Wpis z mikrobloga

@6poziomprokrastynacji: Bez sensu, chyba że dla własnego komfortu psychicznego. Mam taką opaskę w związku z narkolepsją typu 1 i jak kiedyś zaryłem deklem w chodnik to nikt jej nie szukał tylko jedni coś smęcili pod nosem, że pewnie pijany, a inni chcieli od razu wołać pogotowie.
Zapisz sobie numer ICE w telefonie.
  • Odpowiedz
@krzaczor93: weź no proszę jeśli to nie kłopot napisz jak to u ciebie działa z ta choroba. Bardzo to utrudnia życie, to jest tak, że codziennie itp. tak od strony "praktyka" może być na priv. A jak masz w------e w tego typu odpowiedzi to oczywiście rozumiem i sorki, że dupę truje.
  • Odpowiedz
@krzaczor93: jak trafisz na debili to nawet czapka z wyświetlaczem i odtwarzane co 30 sekund komunikaty głosowe z wbudowanego głośnika nie pomogą, a telefon ktoś ci zwinie i będzie się jeszcze kolegom chwalił, że zabrał "pijaczkowi"
  • Odpowiedz
@GodlessMike nigdy w życiu by mi nie przyszło do głowy sprawdzać co jest napisane na opasce osoby podczas jakiegoś ataku, utraty przytomności.

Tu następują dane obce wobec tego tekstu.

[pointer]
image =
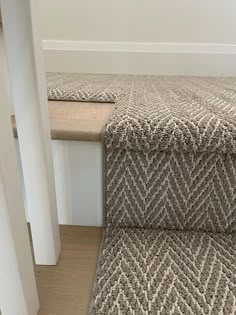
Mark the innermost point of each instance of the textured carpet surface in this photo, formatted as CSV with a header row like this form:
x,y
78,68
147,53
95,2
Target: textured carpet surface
x,y
170,164
158,113
165,272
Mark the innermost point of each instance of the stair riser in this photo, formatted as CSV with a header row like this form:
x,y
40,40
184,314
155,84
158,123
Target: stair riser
x,y
171,190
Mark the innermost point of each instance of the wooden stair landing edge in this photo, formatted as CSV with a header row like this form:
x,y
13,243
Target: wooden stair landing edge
x,y
81,121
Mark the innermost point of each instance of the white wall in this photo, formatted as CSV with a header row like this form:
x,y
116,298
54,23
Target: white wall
x,y
154,36
79,182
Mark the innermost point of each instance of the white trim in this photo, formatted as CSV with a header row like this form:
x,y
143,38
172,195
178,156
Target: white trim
x,y
139,47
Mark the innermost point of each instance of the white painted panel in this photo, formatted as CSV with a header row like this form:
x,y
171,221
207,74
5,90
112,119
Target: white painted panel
x,y
163,37
85,160
200,21
192,64
79,182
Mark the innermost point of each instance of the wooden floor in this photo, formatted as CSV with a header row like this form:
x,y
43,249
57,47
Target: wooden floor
x,y
81,121
65,289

Jednak podejrzewam, co innego ratownicy medyczni itp. znajomy jest uczulony na jakąś grupę leków przeciwbólowych i chyba dostał od lekarza, albo mu zalecił by zakupił podobną opaskę z informacją o uczuleniu .
  • Odpowiedz
@6poziomprokrastynacji bardzo dobry pomysł. Te debile wyżej myślą że to dla żula który miałby dzwonić po karetkę, a to potrzebne info DLA MEDYKÓW by wiedzieli za wczasu czego mają się spodziewać. Wykopki mają zazwyczaj problem z logiką.